Thursday, February 05, 2009



I stumbled on a couple great book deals at the Borders store in Albuquerque. I thought the $14 I paid for the Taschen edition of Karl Blossfeldt; the Compete Published Work was an excellent price, but it turns out that Amazon has it for ten bucks. Images in Stone by David Muench really seemed like a steal at $5 for a large format photobook with scores of luscious photos of rock art. Price aside, the books show the work of a couple long time favorites of mine who are dealing with subject matter I have often grappled with myself.

Aside from the excellent quality illustrations in the Blossfeldt book, the text with its detail on the photographer's life and experience was also very enlightening. The pictures are deceptively simple in appearance. The plants are all photographed with macro techniques and the prints show them at ten or twelve times magnification. There is very little variation in the lighting of the specimens and all focus on the plants' fundamental structural characteristics. Underneath that apparent simplicity in composition, though, is a great amount of sophistication. Blossfeldt had extensive training as an artist and a craftsman in his youth, and he brought that experience to bear full-force on his botanicals. It is a good reminder that in-depth understanding can illuminate seemingly simple subjects in unexpected ways.
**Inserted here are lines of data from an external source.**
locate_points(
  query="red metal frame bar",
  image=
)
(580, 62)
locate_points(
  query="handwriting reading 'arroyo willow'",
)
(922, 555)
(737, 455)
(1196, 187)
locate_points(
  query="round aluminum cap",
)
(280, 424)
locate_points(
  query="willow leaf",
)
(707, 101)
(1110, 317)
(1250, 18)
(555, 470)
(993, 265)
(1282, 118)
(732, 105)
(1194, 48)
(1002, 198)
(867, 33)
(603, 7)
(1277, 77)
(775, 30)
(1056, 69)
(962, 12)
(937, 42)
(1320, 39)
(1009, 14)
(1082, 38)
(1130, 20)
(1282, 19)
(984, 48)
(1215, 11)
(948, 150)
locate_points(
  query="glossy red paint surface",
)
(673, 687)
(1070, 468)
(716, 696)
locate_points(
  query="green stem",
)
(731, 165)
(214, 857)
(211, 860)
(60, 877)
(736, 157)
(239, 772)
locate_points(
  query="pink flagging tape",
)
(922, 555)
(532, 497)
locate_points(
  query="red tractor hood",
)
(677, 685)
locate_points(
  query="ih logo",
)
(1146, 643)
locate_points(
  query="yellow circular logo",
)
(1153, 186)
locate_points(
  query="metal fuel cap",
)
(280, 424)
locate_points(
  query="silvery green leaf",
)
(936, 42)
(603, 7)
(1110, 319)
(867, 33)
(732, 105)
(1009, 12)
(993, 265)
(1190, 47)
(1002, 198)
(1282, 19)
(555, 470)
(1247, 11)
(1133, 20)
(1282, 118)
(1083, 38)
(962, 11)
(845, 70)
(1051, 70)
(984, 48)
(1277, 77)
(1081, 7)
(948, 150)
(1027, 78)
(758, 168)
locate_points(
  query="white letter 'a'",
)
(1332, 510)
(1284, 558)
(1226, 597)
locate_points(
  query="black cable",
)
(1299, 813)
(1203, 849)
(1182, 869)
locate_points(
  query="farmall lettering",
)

David Muench's handling of his subject matter is similar in a way to Blossfeldt in that he is able to get a great deal more than most of us who like to snap pictures of ancient rock art. Although the subject matter is static in a way, the light that illuminates it is constantly changing through the day and the seasons. Rock surfaces can be extremely hard to photograph well because of small, strong spectral highlights, and the scratched, chiselled and painted designs seem to just fall apart in front of the camera if approached too closely. Muench overcomes these obstacles with cumbersome large-format photo equipment and a variety of choices and techniques that really convey the experience of an actual viewing of the ancient art works.